I think that Practiceworks Preferred Series B are a steal at $1.75 which represents only 32 cents on the dollar of what I strongly believe to be a par claim. At this price level PRWRP offers a 35%+ yield to maturity.
Company Description: Practiceworks (PRW) provides practice management software to dentists, orthodontists, and oral surgeons. The software performs simple functions such as patient scheduling, billing, and reminders. PracticeWorks has installed base of approximately 35,000 providers, including approximately 27,000 dentists, 4,000 orthodontists and 4,000 oral surgeons. This represents a dominant share of each of these markets. This was a roll up that has ceased acquisitions and is now a turnaround candidate having suffered from difficulties intergrating various acquisitions and a product transition from a one time sale to a subscription based model.
Security Description: Practiceworks Convertible Redeemable Preferred Series B were issued to former Medical Dynamics shareholders (MEDY) as partial consideration for the merger of PRW and MEDY. They bear a preferred dividend of 6% which can be paid in kind (which I expect for the moment). Each share has a liquidation preferrence of $5.44. Each share is convertible into roughly .15 shares of PRW which now trade around $9.20. The company will redeem these shares in around 5 years.
- 35%+ yield to maturity
- Trades at 32 cents on the dollar
- Pays a 32 cent dividend (18.6% current yield)

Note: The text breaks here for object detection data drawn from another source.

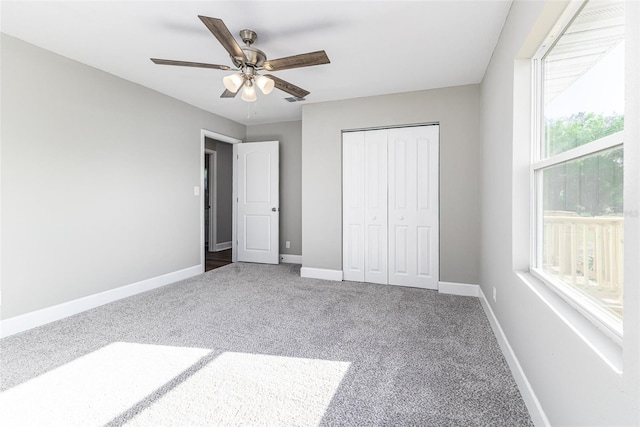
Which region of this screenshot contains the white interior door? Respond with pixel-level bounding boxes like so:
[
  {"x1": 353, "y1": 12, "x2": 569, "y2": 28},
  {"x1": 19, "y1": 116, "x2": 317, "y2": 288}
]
[
  {"x1": 388, "y1": 126, "x2": 439, "y2": 289},
  {"x1": 236, "y1": 141, "x2": 280, "y2": 264},
  {"x1": 342, "y1": 130, "x2": 387, "y2": 284}
]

- Convertible into $1.38 of PRW stock.
PRW Capital Structure: As of 9/30/01
Bank Debt - $24 million
Preferred (series A, B, C) - $33 million
Equity Mkt Cap - $86 million
Total Enterprise Value - $143 million
Note: By buying the preferred at 32% of par, you are buying in at a $35 million enterprise value.

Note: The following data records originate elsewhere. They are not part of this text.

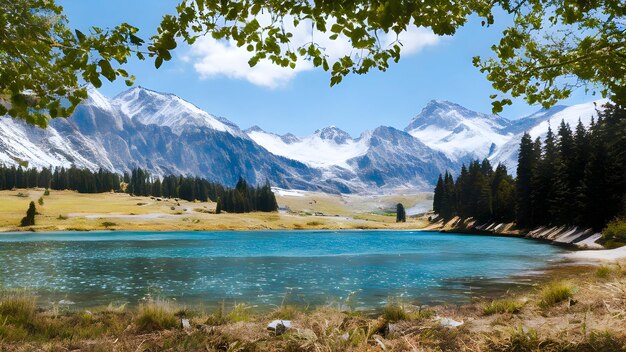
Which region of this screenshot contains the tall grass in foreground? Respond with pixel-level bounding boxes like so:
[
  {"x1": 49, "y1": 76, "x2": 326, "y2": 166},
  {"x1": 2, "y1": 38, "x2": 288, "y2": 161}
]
[
  {"x1": 135, "y1": 299, "x2": 179, "y2": 332},
  {"x1": 0, "y1": 290, "x2": 37, "y2": 325},
  {"x1": 382, "y1": 300, "x2": 435, "y2": 322},
  {"x1": 539, "y1": 281, "x2": 574, "y2": 308},
  {"x1": 483, "y1": 298, "x2": 524, "y2": 315}
]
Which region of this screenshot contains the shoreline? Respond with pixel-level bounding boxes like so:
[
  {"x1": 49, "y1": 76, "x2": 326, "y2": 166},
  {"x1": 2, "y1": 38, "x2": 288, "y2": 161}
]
[{"x1": 0, "y1": 263, "x2": 626, "y2": 352}]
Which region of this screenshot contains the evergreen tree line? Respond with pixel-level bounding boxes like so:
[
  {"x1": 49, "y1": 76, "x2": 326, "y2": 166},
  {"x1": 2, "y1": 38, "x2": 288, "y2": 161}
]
[
  {"x1": 433, "y1": 159, "x2": 515, "y2": 222},
  {"x1": 0, "y1": 165, "x2": 278, "y2": 213},
  {"x1": 0, "y1": 165, "x2": 121, "y2": 193},
  {"x1": 433, "y1": 104, "x2": 626, "y2": 230},
  {"x1": 124, "y1": 169, "x2": 278, "y2": 213}
]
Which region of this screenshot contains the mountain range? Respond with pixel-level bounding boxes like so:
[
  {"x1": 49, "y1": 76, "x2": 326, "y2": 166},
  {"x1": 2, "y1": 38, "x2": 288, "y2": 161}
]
[{"x1": 0, "y1": 87, "x2": 604, "y2": 193}]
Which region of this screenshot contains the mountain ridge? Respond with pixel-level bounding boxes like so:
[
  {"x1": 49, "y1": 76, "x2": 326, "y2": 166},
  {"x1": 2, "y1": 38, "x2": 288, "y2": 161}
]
[{"x1": 0, "y1": 86, "x2": 604, "y2": 193}]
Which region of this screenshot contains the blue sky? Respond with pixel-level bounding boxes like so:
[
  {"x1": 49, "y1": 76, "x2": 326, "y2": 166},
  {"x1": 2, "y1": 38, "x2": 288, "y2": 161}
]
[{"x1": 59, "y1": 0, "x2": 594, "y2": 137}]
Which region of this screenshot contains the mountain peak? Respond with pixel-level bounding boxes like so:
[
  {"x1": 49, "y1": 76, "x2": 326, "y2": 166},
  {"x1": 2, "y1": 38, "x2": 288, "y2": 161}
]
[
  {"x1": 314, "y1": 125, "x2": 352, "y2": 144},
  {"x1": 113, "y1": 86, "x2": 237, "y2": 134},
  {"x1": 84, "y1": 84, "x2": 111, "y2": 111},
  {"x1": 404, "y1": 100, "x2": 510, "y2": 132}
]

The turnaround: The company ran into typical roll up problems on intergration, but appears to have turned the corner. The company is expected to end 2001 on a $4 million EBITDA run rate and is expected to to do about $15 million in EBITDA in 2002, with $10 million of FCF. This figure of $10 million of FCF was reaffirmed as recently as Friday when they announce a refinancing of their equity line of credit. These are management's projections for 2002. My opinion is that they have turned the corner and will show continuing operating inprovement each quarter in 2002 and if they don't get all the way to the $15 million in EBITDA, I think they will make it fairly close. There is certainly room for recovery their installed base of 35K systems and a 5-7 year replacement cycle implies that they should have replacement demand in the 5-7K units per year. Currently they are running at less than 2K annualized rate.
Capital Structure Issues: Before the company began to demonstrate a turnaround, the company was forces to accept "death spiral financing" in terms of their Series C Preferred and an Equity Line of Credit both from a company called Crescent. Friday, they announces a private placement of of around $6 million of equity with Cresent that allows they to have ample liquidity to cancel the Equity Line of Credit. They still have the Preferred C outstanding, but hope to refinance that issuance with an equity offering when they get their stock higher.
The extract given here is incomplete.